Stress Effect: Why Does Stress Cause Back Pain?
Stress Effect: Sit up straight, pull your shoulders back, take a deep breath in, and then exhale in a “whooo” shape. Don’t you feel better?
Maybe now that you are reading this text, you are unwittingly pressing your jaw or tensing your shoulders. Sitting in front of a computer or mobile phone creates this situation. We know that stress has a negative effect on health and affects the release of cortisol hormone, depression, obesity, and sleep, and one of its proven effects is back pain.
Stress Effect, Back pain is one of the leading causes of disability worldwide. Almost one million people in the UK are unable to work due to neck or back conditions. As it turns out, we are in a back pain crisis without moving heavy boxes.
Stress Effect
How Does Stress Cause Back Pain?
Stress Effect, Stress stimulates and reinforces pain. During the body’s response to stress, hormones and neurotransmitters are released and appear in the so-called stress triangle, i.e. head, neck and shoulder areas.
Anji Gopal, a bone disease specialist and yoga instructor who also works at the UK’s National Institute of Health, works with a variety of clients to explore the issue of stress as a cause of back pain. “Stress from work, housework, or anywhere else increases inflammation in the body,” she says. “When stress occurs, the tissues will not stay as healthy as they would normally be and may feel fatigued, sore or injured.”

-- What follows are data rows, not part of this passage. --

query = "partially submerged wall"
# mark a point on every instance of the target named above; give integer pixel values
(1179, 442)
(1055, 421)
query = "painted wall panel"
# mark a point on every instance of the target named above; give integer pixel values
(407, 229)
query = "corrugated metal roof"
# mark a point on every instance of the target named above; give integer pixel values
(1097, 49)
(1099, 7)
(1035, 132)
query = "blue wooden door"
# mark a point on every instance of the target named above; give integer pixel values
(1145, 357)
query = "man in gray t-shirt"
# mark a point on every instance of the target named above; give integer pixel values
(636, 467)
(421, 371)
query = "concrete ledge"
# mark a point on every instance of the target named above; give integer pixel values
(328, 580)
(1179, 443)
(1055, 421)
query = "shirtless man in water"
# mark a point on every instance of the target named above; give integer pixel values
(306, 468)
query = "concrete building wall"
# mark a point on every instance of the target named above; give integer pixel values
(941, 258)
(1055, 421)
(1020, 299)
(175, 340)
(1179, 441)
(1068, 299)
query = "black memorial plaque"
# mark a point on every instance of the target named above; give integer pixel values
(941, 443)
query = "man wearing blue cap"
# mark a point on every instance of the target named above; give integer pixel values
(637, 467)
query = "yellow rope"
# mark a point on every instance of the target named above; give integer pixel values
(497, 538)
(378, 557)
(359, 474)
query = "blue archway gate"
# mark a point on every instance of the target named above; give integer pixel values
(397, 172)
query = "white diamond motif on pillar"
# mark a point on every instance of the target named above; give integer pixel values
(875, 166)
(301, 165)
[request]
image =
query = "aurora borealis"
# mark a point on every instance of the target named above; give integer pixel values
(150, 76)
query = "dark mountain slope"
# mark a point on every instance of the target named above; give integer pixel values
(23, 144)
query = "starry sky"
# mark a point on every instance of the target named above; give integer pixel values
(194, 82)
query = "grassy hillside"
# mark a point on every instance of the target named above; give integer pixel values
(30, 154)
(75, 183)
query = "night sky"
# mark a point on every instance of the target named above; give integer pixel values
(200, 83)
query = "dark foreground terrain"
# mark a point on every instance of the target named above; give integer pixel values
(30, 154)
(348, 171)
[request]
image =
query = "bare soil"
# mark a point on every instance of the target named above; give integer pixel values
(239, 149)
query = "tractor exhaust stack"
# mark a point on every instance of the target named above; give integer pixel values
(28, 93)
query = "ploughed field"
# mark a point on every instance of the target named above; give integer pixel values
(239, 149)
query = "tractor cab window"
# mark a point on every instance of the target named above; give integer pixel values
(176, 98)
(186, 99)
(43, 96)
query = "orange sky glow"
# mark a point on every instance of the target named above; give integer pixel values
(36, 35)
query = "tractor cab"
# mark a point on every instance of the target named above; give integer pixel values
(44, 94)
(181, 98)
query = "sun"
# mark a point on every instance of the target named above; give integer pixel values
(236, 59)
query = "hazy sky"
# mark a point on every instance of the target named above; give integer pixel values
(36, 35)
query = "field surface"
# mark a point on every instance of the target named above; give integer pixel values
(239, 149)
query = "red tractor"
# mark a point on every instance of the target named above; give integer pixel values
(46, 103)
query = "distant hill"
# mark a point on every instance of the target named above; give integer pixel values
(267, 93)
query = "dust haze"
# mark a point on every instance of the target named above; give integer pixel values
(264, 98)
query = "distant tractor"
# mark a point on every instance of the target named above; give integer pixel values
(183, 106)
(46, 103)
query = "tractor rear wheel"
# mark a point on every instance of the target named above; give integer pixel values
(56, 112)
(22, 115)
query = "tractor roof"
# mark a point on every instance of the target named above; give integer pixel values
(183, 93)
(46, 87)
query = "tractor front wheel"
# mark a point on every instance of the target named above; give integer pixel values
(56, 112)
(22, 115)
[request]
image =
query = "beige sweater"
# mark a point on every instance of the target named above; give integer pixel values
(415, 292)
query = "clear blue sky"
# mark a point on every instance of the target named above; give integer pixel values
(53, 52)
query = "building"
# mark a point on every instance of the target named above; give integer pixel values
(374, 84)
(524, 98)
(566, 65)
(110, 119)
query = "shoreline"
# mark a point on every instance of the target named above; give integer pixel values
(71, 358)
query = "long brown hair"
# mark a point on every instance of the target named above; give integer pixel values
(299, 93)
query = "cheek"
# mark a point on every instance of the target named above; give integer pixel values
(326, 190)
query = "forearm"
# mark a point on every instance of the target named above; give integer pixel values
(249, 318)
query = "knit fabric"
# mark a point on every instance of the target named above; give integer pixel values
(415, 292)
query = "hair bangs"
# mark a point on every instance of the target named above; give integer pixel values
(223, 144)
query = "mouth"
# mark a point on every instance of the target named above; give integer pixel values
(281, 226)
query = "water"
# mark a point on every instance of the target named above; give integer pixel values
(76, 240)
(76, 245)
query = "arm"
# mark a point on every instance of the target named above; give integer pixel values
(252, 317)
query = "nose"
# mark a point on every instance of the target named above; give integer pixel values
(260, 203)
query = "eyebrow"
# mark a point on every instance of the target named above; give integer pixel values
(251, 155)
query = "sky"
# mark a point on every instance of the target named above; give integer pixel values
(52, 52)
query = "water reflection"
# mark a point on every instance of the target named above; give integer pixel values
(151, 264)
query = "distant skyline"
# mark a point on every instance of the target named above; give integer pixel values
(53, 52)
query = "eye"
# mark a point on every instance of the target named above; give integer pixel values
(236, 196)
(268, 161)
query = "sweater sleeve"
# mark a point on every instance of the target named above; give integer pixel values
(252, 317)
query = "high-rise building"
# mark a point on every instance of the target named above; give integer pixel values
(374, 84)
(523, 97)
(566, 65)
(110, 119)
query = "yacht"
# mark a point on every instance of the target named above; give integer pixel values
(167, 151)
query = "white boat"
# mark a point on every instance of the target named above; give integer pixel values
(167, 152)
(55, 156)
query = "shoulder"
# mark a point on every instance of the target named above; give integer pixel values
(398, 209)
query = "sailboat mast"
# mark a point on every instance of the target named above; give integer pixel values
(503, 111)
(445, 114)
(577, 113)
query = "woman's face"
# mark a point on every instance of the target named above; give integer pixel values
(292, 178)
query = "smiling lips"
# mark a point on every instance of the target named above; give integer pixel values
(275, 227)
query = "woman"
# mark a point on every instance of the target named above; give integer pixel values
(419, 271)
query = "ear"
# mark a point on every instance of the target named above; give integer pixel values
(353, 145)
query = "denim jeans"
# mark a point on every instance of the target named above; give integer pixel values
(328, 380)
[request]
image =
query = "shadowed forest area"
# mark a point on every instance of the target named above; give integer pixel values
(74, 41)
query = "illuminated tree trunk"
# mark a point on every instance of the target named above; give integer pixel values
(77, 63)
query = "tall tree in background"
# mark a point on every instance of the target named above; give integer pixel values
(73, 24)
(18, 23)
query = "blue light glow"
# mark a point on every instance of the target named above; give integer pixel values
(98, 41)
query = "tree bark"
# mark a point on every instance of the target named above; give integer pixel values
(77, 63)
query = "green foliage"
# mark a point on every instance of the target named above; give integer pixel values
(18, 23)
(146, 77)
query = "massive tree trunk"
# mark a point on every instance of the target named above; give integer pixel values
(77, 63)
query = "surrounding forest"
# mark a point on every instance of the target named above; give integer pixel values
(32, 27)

Stress Effect, Gopal says that these days, compared to previous years, I see more people under the age of 40 who have back pain and come to medicine and doctors to treat it. She recommends strengthening your body and focusing on prevention before treatment and medication.
1. Soft Spine
Stress Effect, When stress comes and muscles contract, most of the time these are trapezius muscles that fail over time. The trapezius muscle is a flat muscle that is located in the upper back and is easily palpable between the scapula and the spine. Gopal says to think of the spine as a single, moving organ and realize that discomfort and contraction of the upper back affects other parts of the spine. If one part of it contracts, the other parts must move to compensate for this contraction and pressure.
2. A Simple Prescription
Stress Effect, Gopal advises her clients to focus on simple movements that feel good and do them daily. We’ve been conditioned to go to the gym every day and anything other than going to the gym doesn’t count as exercise, but getting up from your desk for five minutes will keep you from having back pain at the end of the day.
She said 20 minutes of gentle physical exercise throughout the day improves health. She has an online class twice a week in the morning and most of the exercises she gives are based on yoga movements. She recommends even walking into the bathroom or empty meeting rooms at your workplace and doing some simple stretches.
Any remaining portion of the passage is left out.